晚风轻轻吹过,掀起两人衣袂边角。
夜色静谧,心事浮沉。
楚微抬眸,轻声问出最关键的一句,语声清浅,坦荡直白“那你,还记得吗?”
这一刻的沉默,比方才所有的沉寂都要漫长。
晚风停歇,街巷无声,连远处的人声都尽数远去。
墨临渊静坐良久,才缓缓抬眸,目光澄澈坦荡,字字清晰
“记得。”
“但也仅此而已。”
年少相遇的微薄暖意、同病相怜的短暂相伴,他记得那段过往,记得那段孤岁慰藉,却无半分旧情执念、无半分念念不忘。
岁月流转,人事皆非,只剩一段陈旧记忆,仅此而已。
楚微轻轻点了点头,心底已然全然通透。
她没有追问姓名,没有深究过往,没有探寻他当年打探踪迹的点滴细节。
有些尘封旧事,知其梗概,便足矣。不必刨根问底,徒增隔阂。
两人静静并肩而坐,中间隔着一只微凉的空碗。夜风反复穿梭在两人之间,一点点吹散碗口最后一丝温热水汽,彻底抚平了方才谈话里淡淡的沉郁。
片刻后,楚微缓缓起身。
她端起那碗彻底凉透的汤水,转身走入客栈后厨,利落将残汤倒掉,清水细细洗净瓷碗,擦拭干净水渍,稳稳放回灶台原位。

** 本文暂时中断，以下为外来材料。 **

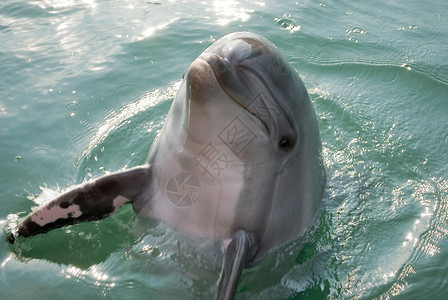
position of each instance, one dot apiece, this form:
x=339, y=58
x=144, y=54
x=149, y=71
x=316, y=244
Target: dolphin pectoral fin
x=93, y=200
x=235, y=257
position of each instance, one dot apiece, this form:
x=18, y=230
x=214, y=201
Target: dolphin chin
x=238, y=160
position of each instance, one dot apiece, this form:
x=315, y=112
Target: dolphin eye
x=286, y=143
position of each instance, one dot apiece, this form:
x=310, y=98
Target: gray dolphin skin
x=238, y=160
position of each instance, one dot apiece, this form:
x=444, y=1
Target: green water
x=86, y=85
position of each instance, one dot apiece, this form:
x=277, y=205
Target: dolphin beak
x=232, y=81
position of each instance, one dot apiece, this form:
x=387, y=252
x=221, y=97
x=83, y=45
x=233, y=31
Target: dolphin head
x=242, y=83
x=242, y=124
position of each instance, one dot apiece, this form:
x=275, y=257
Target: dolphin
x=238, y=160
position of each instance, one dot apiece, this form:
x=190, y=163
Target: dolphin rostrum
x=238, y=160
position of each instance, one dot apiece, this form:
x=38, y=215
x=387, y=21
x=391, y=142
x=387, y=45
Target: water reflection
x=231, y=10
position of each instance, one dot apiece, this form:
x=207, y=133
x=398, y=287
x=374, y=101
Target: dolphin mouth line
x=231, y=73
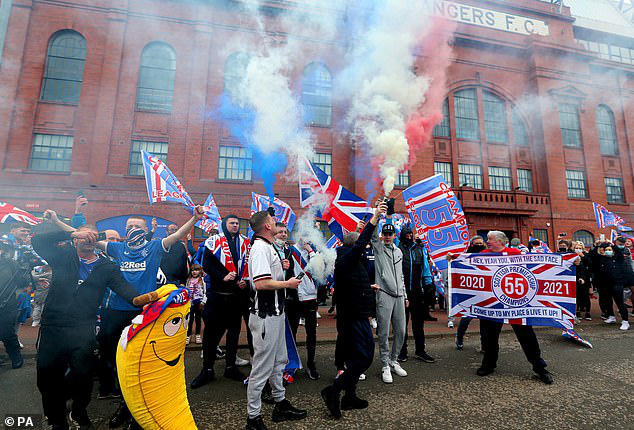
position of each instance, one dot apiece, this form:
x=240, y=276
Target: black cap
x=388, y=229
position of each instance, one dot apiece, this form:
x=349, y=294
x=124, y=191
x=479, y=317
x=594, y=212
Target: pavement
x=591, y=390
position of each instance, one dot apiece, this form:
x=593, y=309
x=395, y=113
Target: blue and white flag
x=283, y=212
x=162, y=185
x=438, y=218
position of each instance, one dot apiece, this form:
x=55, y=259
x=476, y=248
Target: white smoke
x=321, y=265
x=382, y=85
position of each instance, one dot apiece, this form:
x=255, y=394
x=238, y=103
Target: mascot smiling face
x=151, y=366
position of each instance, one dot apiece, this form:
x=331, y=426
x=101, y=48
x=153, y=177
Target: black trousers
x=307, y=309
x=112, y=324
x=8, y=336
x=357, y=349
x=616, y=293
x=195, y=315
x=416, y=310
x=60, y=349
x=490, y=332
x=222, y=314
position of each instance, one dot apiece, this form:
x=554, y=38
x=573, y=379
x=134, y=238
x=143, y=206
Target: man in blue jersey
x=138, y=260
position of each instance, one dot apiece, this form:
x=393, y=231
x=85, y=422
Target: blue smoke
x=241, y=121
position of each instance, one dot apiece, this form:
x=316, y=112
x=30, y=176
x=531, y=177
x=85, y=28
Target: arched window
x=317, y=95
x=520, y=135
x=64, y=67
x=466, y=111
x=155, y=89
x=584, y=236
x=442, y=129
x=607, y=131
x=235, y=70
x=495, y=128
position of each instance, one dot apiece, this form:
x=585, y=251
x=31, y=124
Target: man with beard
x=224, y=260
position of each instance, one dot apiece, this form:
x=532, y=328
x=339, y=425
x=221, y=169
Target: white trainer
x=386, y=375
x=241, y=362
x=396, y=368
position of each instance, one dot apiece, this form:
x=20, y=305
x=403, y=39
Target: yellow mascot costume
x=150, y=362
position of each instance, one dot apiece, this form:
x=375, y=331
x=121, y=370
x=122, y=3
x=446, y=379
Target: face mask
x=135, y=237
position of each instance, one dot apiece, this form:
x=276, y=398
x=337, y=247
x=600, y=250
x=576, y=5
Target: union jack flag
x=526, y=289
x=211, y=218
x=541, y=248
x=10, y=214
x=162, y=185
x=283, y=212
x=604, y=217
x=339, y=207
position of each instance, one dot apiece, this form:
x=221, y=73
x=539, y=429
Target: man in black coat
x=355, y=302
x=67, y=333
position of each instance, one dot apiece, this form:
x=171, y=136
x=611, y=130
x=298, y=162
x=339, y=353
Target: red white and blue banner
x=211, y=219
x=605, y=218
x=11, y=214
x=438, y=218
x=162, y=185
x=283, y=212
x=340, y=208
x=526, y=289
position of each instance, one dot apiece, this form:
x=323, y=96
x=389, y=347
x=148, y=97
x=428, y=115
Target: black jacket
x=355, y=298
x=174, y=264
x=71, y=302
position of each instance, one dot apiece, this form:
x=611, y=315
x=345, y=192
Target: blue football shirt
x=138, y=267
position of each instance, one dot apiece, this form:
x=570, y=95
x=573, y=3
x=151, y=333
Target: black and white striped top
x=265, y=263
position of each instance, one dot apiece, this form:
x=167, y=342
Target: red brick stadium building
x=539, y=117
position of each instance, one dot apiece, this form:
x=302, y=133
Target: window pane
x=466, y=111
x=157, y=149
x=576, y=181
x=525, y=180
x=470, y=175
x=495, y=128
x=444, y=169
x=442, y=129
x=569, y=124
x=606, y=130
x=234, y=163
x=155, y=88
x=51, y=153
x=317, y=95
x=500, y=178
x=64, y=67
x=614, y=190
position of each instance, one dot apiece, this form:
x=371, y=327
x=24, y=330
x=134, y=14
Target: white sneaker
x=386, y=375
x=241, y=362
x=396, y=368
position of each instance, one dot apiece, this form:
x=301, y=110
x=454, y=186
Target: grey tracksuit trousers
x=269, y=360
x=390, y=309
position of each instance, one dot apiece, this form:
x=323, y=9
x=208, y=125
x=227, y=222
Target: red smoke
x=436, y=51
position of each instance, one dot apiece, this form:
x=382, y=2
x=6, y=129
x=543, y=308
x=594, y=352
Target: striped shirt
x=265, y=263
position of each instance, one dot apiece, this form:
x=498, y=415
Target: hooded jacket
x=388, y=264
x=355, y=298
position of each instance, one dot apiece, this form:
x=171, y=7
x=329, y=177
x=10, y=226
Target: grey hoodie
x=389, y=267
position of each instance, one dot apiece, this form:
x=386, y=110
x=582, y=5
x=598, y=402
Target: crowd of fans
x=81, y=287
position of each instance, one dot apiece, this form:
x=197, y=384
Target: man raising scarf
x=224, y=260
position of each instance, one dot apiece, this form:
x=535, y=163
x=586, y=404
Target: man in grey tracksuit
x=391, y=300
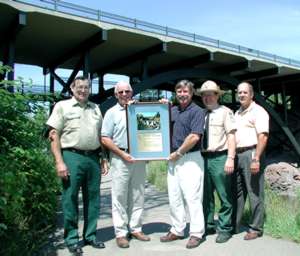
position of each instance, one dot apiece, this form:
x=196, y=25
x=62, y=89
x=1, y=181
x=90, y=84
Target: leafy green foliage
x=157, y=174
x=28, y=183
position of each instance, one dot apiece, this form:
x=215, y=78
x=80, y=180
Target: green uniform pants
x=85, y=173
x=215, y=178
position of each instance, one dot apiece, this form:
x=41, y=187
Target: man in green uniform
x=75, y=126
x=218, y=152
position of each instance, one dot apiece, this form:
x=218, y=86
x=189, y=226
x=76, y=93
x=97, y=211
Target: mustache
x=182, y=97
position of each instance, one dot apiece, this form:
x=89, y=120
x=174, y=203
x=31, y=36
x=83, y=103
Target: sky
x=272, y=26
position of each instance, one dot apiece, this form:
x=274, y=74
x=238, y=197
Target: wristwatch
x=178, y=153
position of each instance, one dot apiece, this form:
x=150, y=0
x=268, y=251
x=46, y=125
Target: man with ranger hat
x=218, y=151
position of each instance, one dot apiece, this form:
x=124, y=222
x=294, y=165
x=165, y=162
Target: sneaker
x=223, y=237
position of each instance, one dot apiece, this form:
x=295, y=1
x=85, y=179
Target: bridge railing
x=98, y=15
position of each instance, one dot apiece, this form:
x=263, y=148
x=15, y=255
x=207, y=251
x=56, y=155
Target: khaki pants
x=128, y=189
x=185, y=186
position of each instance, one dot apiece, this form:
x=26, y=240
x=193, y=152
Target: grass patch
x=282, y=214
x=157, y=174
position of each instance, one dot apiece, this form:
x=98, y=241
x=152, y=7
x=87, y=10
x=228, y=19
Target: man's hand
x=174, y=156
x=229, y=166
x=128, y=158
x=62, y=170
x=104, y=167
x=254, y=166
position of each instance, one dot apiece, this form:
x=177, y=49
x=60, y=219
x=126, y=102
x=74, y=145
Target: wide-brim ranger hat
x=210, y=86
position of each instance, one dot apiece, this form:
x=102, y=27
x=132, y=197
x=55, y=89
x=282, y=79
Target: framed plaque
x=148, y=130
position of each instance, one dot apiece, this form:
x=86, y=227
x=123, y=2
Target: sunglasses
x=126, y=92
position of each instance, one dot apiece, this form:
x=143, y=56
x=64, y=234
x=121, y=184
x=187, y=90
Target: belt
x=213, y=153
x=190, y=151
x=82, y=152
x=243, y=149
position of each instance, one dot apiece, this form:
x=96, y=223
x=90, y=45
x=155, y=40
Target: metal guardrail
x=45, y=89
x=98, y=15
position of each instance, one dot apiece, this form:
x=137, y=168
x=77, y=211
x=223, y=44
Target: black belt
x=82, y=152
x=213, y=153
x=243, y=149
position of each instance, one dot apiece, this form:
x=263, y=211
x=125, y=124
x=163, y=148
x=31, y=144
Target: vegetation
x=282, y=214
x=28, y=183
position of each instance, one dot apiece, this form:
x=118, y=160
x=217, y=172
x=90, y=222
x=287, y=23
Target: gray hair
x=249, y=86
x=118, y=84
x=185, y=83
x=80, y=78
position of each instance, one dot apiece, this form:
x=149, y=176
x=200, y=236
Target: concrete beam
x=159, y=48
x=83, y=47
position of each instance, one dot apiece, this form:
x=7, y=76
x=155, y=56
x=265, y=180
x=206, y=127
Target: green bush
x=157, y=174
x=28, y=182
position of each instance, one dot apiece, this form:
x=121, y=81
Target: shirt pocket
x=72, y=121
x=216, y=127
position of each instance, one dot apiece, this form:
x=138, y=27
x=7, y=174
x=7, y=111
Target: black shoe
x=95, y=244
x=223, y=237
x=75, y=249
x=210, y=231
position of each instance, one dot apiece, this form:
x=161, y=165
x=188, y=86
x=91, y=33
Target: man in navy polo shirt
x=185, y=168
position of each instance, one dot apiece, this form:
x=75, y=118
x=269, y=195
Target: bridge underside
x=52, y=40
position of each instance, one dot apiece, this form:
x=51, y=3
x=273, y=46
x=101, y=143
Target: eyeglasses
x=126, y=92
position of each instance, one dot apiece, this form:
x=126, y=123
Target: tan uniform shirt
x=250, y=123
x=221, y=123
x=79, y=127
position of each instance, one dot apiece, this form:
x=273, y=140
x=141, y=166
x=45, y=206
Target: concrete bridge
x=56, y=34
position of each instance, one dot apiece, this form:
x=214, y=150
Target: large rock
x=283, y=178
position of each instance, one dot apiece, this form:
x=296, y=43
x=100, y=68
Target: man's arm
x=262, y=139
x=110, y=145
x=189, y=142
x=61, y=168
x=229, y=164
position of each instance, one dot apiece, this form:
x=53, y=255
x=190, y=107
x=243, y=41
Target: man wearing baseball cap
x=219, y=152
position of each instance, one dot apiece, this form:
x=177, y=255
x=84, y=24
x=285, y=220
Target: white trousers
x=185, y=187
x=128, y=189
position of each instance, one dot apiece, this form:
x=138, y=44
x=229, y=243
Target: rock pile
x=283, y=178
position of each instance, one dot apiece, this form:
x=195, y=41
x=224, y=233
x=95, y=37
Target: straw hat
x=210, y=86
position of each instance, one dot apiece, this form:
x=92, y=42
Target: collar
x=75, y=102
x=187, y=107
x=119, y=106
x=251, y=106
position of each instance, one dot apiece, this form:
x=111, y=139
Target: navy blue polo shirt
x=186, y=121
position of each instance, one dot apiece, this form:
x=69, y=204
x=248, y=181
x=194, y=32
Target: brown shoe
x=252, y=235
x=170, y=237
x=194, y=242
x=122, y=242
x=140, y=236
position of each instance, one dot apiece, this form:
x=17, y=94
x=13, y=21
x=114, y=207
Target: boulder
x=283, y=178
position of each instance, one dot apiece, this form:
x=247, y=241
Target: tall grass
x=282, y=214
x=157, y=174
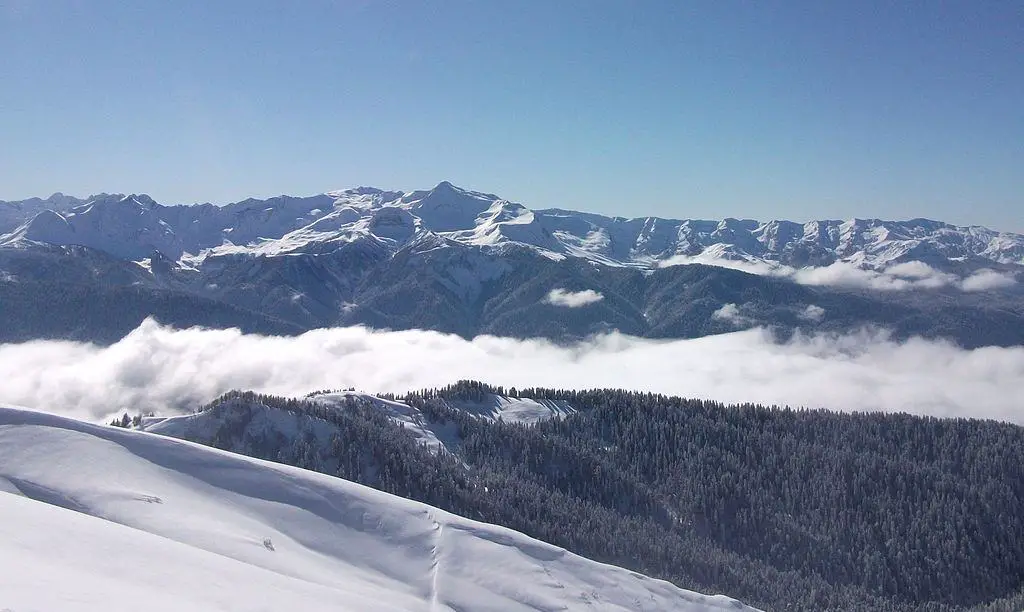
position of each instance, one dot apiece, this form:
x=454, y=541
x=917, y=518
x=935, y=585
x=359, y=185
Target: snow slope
x=265, y=422
x=162, y=524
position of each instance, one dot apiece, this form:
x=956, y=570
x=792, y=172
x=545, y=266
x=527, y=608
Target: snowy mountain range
x=135, y=226
x=147, y=522
x=470, y=263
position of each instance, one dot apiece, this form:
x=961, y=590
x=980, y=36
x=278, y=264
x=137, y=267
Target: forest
x=783, y=509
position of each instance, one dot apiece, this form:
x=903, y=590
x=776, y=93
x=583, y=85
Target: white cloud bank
x=164, y=369
x=730, y=314
x=902, y=276
x=569, y=299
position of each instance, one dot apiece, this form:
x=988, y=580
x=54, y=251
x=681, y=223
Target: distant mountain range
x=469, y=263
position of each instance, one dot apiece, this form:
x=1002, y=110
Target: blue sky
x=763, y=110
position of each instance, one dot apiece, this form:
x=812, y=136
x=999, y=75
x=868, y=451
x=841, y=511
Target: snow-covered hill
x=97, y=518
x=133, y=226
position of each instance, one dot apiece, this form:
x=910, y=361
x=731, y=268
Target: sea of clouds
x=901, y=276
x=165, y=370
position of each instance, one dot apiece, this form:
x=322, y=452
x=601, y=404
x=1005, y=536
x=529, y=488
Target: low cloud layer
x=163, y=369
x=902, y=276
x=570, y=299
x=730, y=313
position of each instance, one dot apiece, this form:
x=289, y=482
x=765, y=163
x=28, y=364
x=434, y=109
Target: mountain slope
x=786, y=509
x=276, y=532
x=469, y=263
x=133, y=225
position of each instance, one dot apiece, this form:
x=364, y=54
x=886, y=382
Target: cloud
x=812, y=313
x=986, y=279
x=164, y=369
x=569, y=299
x=901, y=276
x=730, y=313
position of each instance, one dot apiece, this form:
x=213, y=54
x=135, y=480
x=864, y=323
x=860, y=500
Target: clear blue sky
x=763, y=110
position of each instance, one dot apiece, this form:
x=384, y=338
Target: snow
x=516, y=409
x=133, y=226
x=110, y=519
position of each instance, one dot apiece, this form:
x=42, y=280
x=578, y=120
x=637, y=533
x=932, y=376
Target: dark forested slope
x=783, y=509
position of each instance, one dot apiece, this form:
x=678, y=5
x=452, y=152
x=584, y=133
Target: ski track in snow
x=97, y=518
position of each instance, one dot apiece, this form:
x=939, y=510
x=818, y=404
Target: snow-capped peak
x=134, y=225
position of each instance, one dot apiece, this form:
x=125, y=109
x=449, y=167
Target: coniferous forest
x=783, y=509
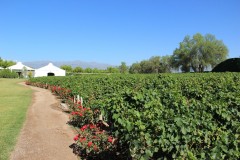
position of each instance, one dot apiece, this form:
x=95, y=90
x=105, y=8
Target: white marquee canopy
x=49, y=70
x=19, y=67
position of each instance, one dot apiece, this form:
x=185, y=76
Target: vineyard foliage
x=164, y=116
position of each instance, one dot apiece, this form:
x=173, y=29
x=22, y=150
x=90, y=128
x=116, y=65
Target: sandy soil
x=45, y=134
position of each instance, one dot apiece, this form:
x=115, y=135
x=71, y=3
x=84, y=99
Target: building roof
x=50, y=67
x=20, y=66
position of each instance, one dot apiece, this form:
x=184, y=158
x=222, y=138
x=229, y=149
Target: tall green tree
x=198, y=53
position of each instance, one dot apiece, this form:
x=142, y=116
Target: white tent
x=19, y=67
x=22, y=69
x=49, y=70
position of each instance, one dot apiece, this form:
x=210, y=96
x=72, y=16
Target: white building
x=22, y=69
x=49, y=70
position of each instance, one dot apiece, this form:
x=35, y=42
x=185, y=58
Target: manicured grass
x=14, y=102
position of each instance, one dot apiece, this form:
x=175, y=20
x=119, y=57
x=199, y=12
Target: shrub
x=6, y=73
x=229, y=65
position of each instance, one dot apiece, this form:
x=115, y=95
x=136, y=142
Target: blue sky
x=111, y=31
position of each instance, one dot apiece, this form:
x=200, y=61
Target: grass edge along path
x=14, y=102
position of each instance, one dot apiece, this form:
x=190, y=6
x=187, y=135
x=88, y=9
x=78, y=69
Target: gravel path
x=45, y=134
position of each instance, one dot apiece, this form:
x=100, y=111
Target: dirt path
x=45, y=134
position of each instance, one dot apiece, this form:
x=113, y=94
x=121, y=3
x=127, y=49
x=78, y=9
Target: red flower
x=92, y=126
x=95, y=148
x=84, y=127
x=82, y=139
x=76, y=137
x=110, y=139
x=89, y=144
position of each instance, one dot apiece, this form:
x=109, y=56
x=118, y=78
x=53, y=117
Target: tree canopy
x=198, y=53
x=155, y=64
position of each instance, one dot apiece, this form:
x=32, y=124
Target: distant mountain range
x=39, y=64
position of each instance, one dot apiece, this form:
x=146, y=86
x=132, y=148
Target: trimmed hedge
x=229, y=65
x=6, y=73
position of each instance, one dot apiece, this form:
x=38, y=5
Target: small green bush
x=6, y=73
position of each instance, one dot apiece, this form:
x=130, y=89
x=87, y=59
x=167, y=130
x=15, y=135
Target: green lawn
x=14, y=102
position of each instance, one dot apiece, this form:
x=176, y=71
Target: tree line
x=194, y=53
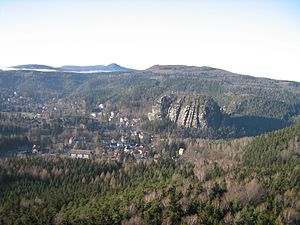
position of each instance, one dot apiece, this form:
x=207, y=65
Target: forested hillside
x=262, y=187
x=236, y=94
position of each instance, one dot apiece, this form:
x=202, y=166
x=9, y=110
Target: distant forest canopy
x=137, y=90
x=252, y=105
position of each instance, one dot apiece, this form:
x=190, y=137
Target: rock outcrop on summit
x=188, y=111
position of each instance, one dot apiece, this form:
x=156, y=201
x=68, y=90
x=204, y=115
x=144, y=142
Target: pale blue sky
x=260, y=38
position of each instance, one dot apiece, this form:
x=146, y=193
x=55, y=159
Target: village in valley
x=65, y=127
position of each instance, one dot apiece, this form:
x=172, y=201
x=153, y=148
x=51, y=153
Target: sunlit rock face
x=188, y=111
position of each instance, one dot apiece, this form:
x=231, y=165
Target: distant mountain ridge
x=72, y=68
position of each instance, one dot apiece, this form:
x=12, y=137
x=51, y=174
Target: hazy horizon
x=259, y=38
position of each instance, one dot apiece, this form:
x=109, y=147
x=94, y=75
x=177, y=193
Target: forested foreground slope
x=263, y=187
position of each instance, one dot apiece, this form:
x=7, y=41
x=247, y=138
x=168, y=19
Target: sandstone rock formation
x=188, y=111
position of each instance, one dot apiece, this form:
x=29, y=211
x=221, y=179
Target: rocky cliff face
x=188, y=111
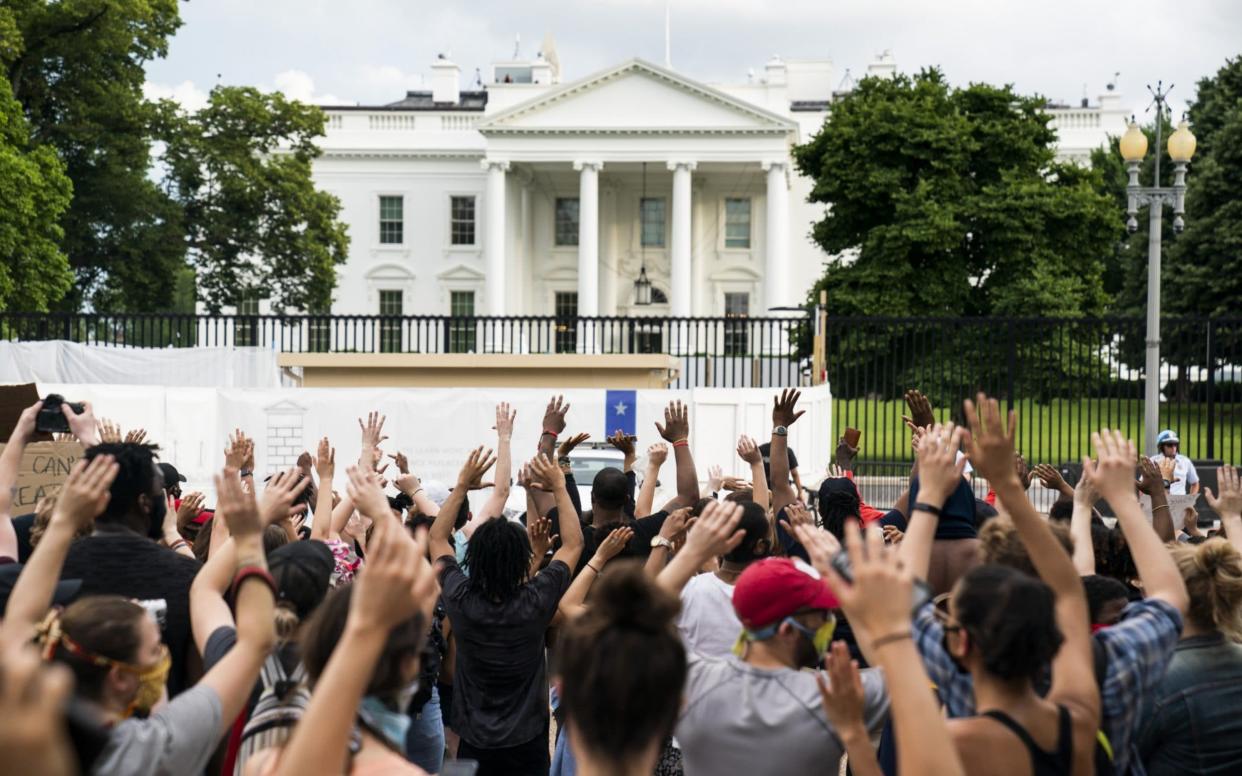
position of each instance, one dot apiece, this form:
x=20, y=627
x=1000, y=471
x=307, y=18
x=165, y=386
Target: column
x=588, y=237
x=679, y=252
x=493, y=243
x=776, y=245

等她转身走出客栈,重回门前石阶时,墨临渊依旧保持着方才的坐姿,静静独坐夜色之中,安然等候。
见她出来,他抬手接过她递来的干净空碗,妥帖收好。
楚微重新在他身旁落座,轻声问询明日行程“明日一早启程?”
“嗯。”墨临渊应声,“凌绝尘方才已去镇口探过路,晨间行人稀少,路况安稳,最适合赶路。”
“那就早些动身。”楚微淡淡应声。
夜色愈深沉,整片天枢台广场的灯火逐一点点熄灭。
远处零星的闲谈风声被晚风卷来,又悠悠吹远,消散在空旷夜色里。天地间安静得温柔又清冷。
静坐片刻,楚微抬手轻轻拍去衣摆沾染的薄尘,轻声道“回屋吧,明日还要赶路,早些歇息。”
“好。”
墨临渊应声起身,拿着瓷碗一同走入屋内,将碗稳稳搁置灶台边,与众人的水囊整齐并排摆放。
两人各自归房。
楚微推开自己的房门,脚步微顿,立在门口,下意识抬眸望向院落对面的窗棂。
对屋窗户半开半掩,一盏油灯静静燃着,暖黄灯火透过窗纸映照而出,勾勒出屋内清挺的人影。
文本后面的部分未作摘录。